En un tel pays, avec le moujik russe, c’était là le seul moyen pratique. Les primes d’assurance sont fixées par les zemstvos et perçues à leur profit comme une taxe. Sous le régime de la propriété commune et de l’impôt solidaire, un tel procédé, au lieu de répugner aux habitudes du paysan, s’accommodait aisément à ses idées et à ses mœurs. Ces assurances obligatoires, encore toutes récentes, sont un réel bienfait pour la Russie ; malheureusement les ravages du feu sont si grands, que les zemstvos ont beau élever le taux des primes, ils ne peuvent entièrement indemniser les victimes. C’est à la prévoyance des règlements et à la vigilance des autorités de diminuer le nombre et la gravité des sinistres.

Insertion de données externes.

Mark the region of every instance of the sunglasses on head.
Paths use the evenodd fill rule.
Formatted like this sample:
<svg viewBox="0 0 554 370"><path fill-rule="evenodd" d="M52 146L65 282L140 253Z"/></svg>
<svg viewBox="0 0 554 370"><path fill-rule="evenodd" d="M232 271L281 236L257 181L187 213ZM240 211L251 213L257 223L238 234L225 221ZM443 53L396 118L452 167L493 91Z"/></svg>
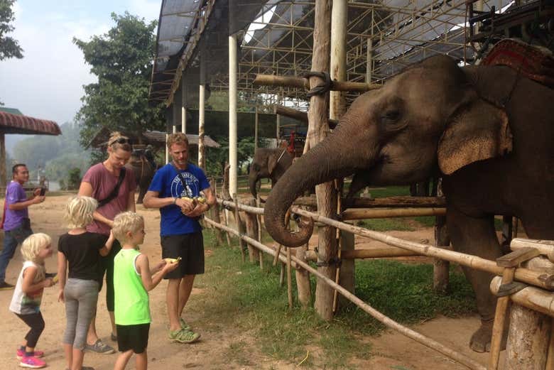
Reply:
<svg viewBox="0 0 554 370"><path fill-rule="evenodd" d="M112 140L108 143L108 146L114 145L117 143L118 144L129 144L131 145L131 140L129 138L119 137L115 140Z"/></svg>

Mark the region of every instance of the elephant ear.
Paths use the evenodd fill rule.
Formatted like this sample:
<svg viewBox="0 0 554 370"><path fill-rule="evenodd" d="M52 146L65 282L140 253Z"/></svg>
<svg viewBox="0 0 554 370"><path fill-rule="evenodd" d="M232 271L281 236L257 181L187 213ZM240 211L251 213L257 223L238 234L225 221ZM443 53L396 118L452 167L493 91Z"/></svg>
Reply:
<svg viewBox="0 0 554 370"><path fill-rule="evenodd" d="M482 99L461 107L447 124L438 144L440 170L450 175L477 160L511 151L506 112Z"/></svg>

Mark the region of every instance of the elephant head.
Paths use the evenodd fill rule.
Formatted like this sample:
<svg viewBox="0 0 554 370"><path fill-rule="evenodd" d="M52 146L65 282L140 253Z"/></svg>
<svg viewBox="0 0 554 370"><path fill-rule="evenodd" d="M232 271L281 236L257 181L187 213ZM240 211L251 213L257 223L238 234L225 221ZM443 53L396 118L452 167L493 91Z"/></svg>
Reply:
<svg viewBox="0 0 554 370"><path fill-rule="evenodd" d="M275 185L292 163L293 156L285 148L256 149L248 176L250 192L256 197L256 183L262 178L271 178L271 185Z"/></svg>
<svg viewBox="0 0 554 370"><path fill-rule="evenodd" d="M409 67L359 97L325 139L300 157L270 193L265 222L273 239L305 244L313 224L288 232L284 215L316 184L354 174L350 194L368 185L407 185L511 150L505 112L479 97L447 56Z"/></svg>

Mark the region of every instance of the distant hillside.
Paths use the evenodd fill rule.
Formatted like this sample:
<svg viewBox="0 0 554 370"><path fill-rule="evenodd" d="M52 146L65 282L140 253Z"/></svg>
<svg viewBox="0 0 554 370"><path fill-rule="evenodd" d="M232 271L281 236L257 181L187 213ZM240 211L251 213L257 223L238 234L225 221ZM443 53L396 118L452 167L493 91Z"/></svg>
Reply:
<svg viewBox="0 0 554 370"><path fill-rule="evenodd" d="M22 136L12 144L9 153L12 163L26 163L31 179L37 178L39 168L51 181L65 178L73 168L80 168L82 175L85 173L89 167L90 151L84 150L79 145L80 126L67 122L60 128L62 135L58 136L6 135L6 142L10 136Z"/></svg>

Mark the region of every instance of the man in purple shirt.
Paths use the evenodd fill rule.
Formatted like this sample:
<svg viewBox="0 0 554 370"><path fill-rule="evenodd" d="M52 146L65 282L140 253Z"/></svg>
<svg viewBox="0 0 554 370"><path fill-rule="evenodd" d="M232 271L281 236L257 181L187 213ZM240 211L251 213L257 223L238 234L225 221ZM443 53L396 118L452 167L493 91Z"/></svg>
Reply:
<svg viewBox="0 0 554 370"><path fill-rule="evenodd" d="M27 199L23 185L29 180L29 171L24 164L16 164L11 168L13 180L6 188L4 207L4 249L0 254L0 290L13 289L13 285L5 281L6 268L13 257L17 245L33 234L31 229L29 211L31 205L44 202L40 189L36 189L33 196Z"/></svg>

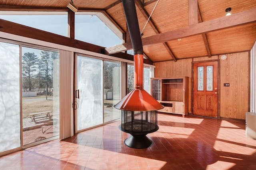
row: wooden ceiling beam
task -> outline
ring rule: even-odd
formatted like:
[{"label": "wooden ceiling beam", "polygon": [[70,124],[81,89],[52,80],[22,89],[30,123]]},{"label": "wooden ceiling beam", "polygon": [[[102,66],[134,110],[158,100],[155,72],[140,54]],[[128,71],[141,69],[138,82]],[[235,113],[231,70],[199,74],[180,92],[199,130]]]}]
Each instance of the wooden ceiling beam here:
[{"label": "wooden ceiling beam", "polygon": [[49,11],[68,12],[67,7],[53,7],[51,6],[22,6],[18,5],[0,5],[1,11]]},{"label": "wooden ceiling beam", "polygon": [[122,33],[125,33],[125,31],[122,28],[119,24],[117,23],[116,21],[109,15],[109,14],[106,11],[103,11],[101,12],[103,13],[104,15],[113,23],[114,25]]},{"label": "wooden ceiling beam", "polygon": [[[0,19],[0,35],[1,31],[98,53],[102,53],[105,48],[98,45]],[[124,53],[118,53],[110,55],[133,61],[132,55]],[[152,61],[149,60],[144,59],[144,62],[146,64],[153,64]]]},{"label": "wooden ceiling beam", "polygon": [[[203,21],[203,20],[202,18],[202,15],[201,15],[201,12],[200,12],[200,9],[199,8],[199,6],[198,4],[197,5],[198,5],[197,9],[198,10],[198,22],[199,23],[202,22]],[[210,50],[210,46],[209,46],[209,43],[208,43],[208,40],[207,40],[207,37],[206,36],[206,34],[205,33],[203,33],[202,34],[202,35],[203,36],[204,43],[205,49],[206,50],[206,52],[207,53],[207,56],[209,58],[211,57],[212,54],[211,54],[211,51]]]},{"label": "wooden ceiling beam", "polygon": [[[160,33],[142,39],[143,45],[158,44],[170,41],[224,29],[256,22],[256,8],[230,16],[223,16],[181,28]],[[110,54],[126,51],[132,48],[130,43],[105,49]]]},{"label": "wooden ceiling beam", "polygon": [[188,18],[190,25],[198,23],[198,4],[197,0],[188,0]]},{"label": "wooden ceiling beam", "polygon": [[158,0],[150,0],[147,2],[145,2],[143,3],[143,6],[146,6],[148,5],[149,5],[150,4],[152,4],[153,2],[155,2],[156,1],[157,1]]},{"label": "wooden ceiling beam", "polygon": [[[140,9],[140,12],[142,13],[142,15],[143,15],[143,16],[145,17],[145,18],[146,18],[147,20],[148,20],[148,18],[149,18],[150,16],[148,14],[148,12],[146,10],[144,7],[143,7],[143,5],[141,2],[140,0],[136,0],[135,4],[137,5],[137,6]],[[149,20],[148,20],[148,23],[156,34],[157,34],[160,33],[160,31],[156,27],[156,25],[154,23],[154,22],[153,21],[153,20],[152,20],[151,18],[149,18]],[[174,54],[173,54],[173,53],[172,53],[172,52],[171,49],[170,49],[167,43],[166,42],[164,42],[163,43],[163,44],[172,58],[173,60],[174,60],[175,62],[177,61],[177,59],[176,59],[176,57],[174,56]]]},{"label": "wooden ceiling beam", "polygon": [[116,2],[115,2],[114,3],[113,3],[113,4],[110,4],[108,6],[106,7],[105,8],[104,8],[104,10],[106,11],[107,10],[108,10],[109,9],[110,9],[111,8],[115,6],[116,6],[116,5],[120,3],[121,2],[122,2],[122,0],[118,0]]}]

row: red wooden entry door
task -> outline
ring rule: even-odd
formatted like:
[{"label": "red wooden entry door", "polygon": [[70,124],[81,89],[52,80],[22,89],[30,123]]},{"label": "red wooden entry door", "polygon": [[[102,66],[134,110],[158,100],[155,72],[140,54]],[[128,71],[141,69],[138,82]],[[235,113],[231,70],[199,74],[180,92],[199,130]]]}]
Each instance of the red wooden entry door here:
[{"label": "red wooden entry door", "polygon": [[218,117],[218,61],[193,64],[193,114]]}]

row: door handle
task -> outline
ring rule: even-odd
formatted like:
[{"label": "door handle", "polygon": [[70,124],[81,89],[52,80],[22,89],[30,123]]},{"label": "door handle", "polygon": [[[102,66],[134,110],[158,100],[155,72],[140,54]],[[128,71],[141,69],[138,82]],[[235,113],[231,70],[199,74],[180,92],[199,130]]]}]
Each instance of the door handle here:
[{"label": "door handle", "polygon": [[76,90],[76,98],[79,98],[79,90]]}]

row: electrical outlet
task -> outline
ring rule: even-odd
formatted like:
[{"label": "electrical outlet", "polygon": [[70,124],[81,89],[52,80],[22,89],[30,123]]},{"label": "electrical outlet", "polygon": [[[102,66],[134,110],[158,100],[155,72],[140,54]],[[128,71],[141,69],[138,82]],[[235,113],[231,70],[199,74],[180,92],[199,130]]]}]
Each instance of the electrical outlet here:
[{"label": "electrical outlet", "polygon": [[224,83],[224,87],[229,87],[229,83]]}]

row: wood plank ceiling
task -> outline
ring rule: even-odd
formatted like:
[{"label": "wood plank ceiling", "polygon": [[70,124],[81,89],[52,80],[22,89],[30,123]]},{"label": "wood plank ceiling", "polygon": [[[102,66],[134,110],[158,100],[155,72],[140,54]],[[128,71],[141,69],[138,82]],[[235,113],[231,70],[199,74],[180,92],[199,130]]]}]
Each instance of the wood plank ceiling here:
[{"label": "wood plank ceiling", "polygon": [[[158,1],[135,1],[140,28],[142,30]],[[38,8],[66,10],[67,5],[70,2],[70,0],[0,0],[0,6],[5,10],[8,8],[22,10],[34,9],[34,10]],[[73,0],[73,2],[78,8],[78,12],[102,11],[123,31],[127,31],[125,16],[120,0]],[[225,9],[228,7],[232,8],[232,15],[224,17]],[[153,62],[157,62],[176,61],[182,59],[210,57],[249,51],[256,40],[255,18],[252,16],[247,22],[238,21],[238,24],[234,25],[235,26],[226,23],[229,22],[229,18],[233,22],[239,20],[238,18],[240,16],[238,15],[241,12],[244,12],[242,15],[250,16],[252,12],[256,16],[255,10],[256,0],[159,0],[143,32],[144,53]],[[235,15],[236,14],[237,16]],[[234,16],[232,16],[233,15]],[[218,28],[216,25],[218,24],[219,19],[220,21],[224,21],[226,27]],[[213,21],[212,25],[212,21],[217,22]],[[207,24],[204,25],[204,22]],[[198,25],[201,22],[202,24]],[[206,27],[214,28],[207,29]],[[183,36],[181,40],[178,40],[179,38],[177,35],[182,37],[184,33],[182,29],[186,30],[187,28],[194,33],[189,33],[189,36]],[[197,33],[196,30],[200,29],[206,31],[198,31],[199,33]],[[162,33],[167,32],[169,33],[168,35],[170,38],[168,39],[170,40],[163,42],[161,39],[166,34]],[[175,38],[172,39],[172,36]],[[152,39],[154,39],[154,43],[149,42]],[[146,40],[149,42],[146,45],[144,43]],[[108,50],[106,49],[106,51],[111,53]]]}]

Ce système d’assurance obligatoire, il a été question de l’étendre à d’autres sphères de la vie populaire. En Russie de même qu’en Occident, de même qu’en Allemagne notamment, certains esprits sont enclins à y chercher une panacée pour toutes les souffrances du peuple, du paysan surtout. Dans plusieurs provinces, dans celle entre autres de Pétersbourg, on a demandé au zemstvo de voter l’assurance du bétail, si souvent atteint par des épizooties et la peste sibérienne[1]. À l’inverse de l’esprit anglais, l’esprit russe est porté à tout réclamer de l’initiative publique, et

  1. Voyez plus haut livre I, chap. iv, et livre III, chap. ii, p. 69.